The treatments applied throughout this case were based on sound clinical principles for managing reactive gingival lesions. The initial excisional biopsy of the PG was appropriate for obtaining a diagnosis and alleviating the discomfort caused by the lesion. This approach also allowed for histopathological evaluation, confirming the diagnosis of PG.
Upon the third recurrence of the lesion, clinical examination revealed a denser, more fibrous nodule, suggesting possible calcification. A more extensive surgical removal of the lesion was then performed, which included the excision of both the lesion and the surrounding periosteum, along with bone curettage.

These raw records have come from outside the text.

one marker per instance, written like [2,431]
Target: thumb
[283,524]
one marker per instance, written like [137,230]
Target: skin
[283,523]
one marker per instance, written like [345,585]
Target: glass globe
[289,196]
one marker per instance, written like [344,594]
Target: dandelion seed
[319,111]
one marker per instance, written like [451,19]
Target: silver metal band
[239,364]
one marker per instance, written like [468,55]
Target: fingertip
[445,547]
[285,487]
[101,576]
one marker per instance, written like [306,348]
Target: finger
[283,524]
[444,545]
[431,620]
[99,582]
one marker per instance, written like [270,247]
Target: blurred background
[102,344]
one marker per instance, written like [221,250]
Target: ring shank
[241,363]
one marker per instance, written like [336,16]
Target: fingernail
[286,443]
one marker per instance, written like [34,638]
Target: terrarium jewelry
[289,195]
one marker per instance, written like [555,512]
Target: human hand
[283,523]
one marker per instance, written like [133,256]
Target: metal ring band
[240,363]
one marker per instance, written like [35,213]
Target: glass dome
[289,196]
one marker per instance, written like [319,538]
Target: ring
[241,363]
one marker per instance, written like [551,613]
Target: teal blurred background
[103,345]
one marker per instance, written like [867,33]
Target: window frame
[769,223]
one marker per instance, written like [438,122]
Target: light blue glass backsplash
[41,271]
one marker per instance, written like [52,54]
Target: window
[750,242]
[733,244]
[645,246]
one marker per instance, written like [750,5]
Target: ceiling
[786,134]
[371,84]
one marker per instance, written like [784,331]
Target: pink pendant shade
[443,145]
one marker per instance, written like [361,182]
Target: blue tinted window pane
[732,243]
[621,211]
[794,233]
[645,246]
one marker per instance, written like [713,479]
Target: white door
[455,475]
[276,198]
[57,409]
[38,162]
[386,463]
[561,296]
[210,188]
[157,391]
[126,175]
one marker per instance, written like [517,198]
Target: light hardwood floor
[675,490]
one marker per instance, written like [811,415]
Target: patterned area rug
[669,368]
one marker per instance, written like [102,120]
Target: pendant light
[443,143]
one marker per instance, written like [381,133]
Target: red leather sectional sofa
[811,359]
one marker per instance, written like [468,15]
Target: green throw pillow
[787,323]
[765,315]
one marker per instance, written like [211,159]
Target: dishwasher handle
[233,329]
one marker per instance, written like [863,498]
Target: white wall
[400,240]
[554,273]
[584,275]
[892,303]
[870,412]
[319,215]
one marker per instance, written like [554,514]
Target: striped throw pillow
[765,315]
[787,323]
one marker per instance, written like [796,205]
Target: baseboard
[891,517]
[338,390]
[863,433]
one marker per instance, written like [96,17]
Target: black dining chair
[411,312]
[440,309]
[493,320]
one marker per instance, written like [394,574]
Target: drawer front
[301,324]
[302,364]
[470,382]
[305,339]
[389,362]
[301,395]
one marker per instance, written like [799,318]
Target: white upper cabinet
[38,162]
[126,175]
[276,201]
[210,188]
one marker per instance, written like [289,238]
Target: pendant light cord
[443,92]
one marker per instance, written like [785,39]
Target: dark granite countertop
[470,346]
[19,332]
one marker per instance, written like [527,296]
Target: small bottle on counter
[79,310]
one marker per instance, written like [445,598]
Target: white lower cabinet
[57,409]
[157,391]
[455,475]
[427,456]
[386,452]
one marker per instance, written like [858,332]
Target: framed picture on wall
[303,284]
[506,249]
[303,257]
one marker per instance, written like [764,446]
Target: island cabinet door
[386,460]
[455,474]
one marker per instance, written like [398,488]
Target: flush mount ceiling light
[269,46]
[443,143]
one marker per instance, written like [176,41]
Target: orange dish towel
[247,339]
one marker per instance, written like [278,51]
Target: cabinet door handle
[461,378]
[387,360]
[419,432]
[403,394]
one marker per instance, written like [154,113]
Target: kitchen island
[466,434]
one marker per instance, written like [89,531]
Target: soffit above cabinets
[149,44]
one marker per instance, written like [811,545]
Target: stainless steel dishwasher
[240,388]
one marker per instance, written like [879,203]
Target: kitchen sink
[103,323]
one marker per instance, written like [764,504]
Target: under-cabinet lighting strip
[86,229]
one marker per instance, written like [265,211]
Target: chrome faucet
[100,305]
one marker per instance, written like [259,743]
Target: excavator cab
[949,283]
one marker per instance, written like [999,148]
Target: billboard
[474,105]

This was done to ensure the complete removal of the reactive tissue and any calcified material that may have contributed to the progression of the lesion. In addition to surgical treatment, reinforcing the importance of proper oral hygiene was critical to the treatment plan. As inadequate oral hygiene is a significant factor contributing to the recurrences, providing the patient with oral hygiene instructions and emphasizing the need for regular professional cleaning and plaque control at home is essential in preventing further recurrences. In the future, periodontal plastic surgery may be considered to enhance keratinized tissue and improve aesthetics.
In this clinical case, we observed that factors such as poor oral hygiene, hormonal changes, and chronic stress contributed to the recurrence of PGs and the progression to CFG. The treatments applied, including excisional biopsy, periosteal removal, and bone curettage, were appropriate for managing the lesions and aimed at reducing the risk of recidivism. However, patient compliance with maintaining good oral hygiene at home and attending regular follow-up appointments with the dentist is essential to prevent the reappearance of the lesions.
Conclusions
This case report underscores the clinical significance of recognizing the potential progression of PG to CFG, particularly in adolescents. The case highlights the complexities associated with recurrent PGs, which may evolve into more invasive lesions involving the periosteum and underlying bone, requiring extensive surgical intervention. Clinicians must be vigilant in their diagnosis and ensure complete excision to prevent recurrence and minimize the risk of further complications. Additionally, understanding the contributing factors, such as hormonal changes, physical stress, and inadequate oral hygiene, is crucial in managing PGs. Education on proper oral hygiene, stress management, and preventive measures should be emphasized to reduce the recurrence and progression of PGs to CFGs. This case advocates for a multidisciplinary approach to diagnosis and treatment, focusing on early detection, thorough surgical management, and patient education to optimize outcomes and prevent complications.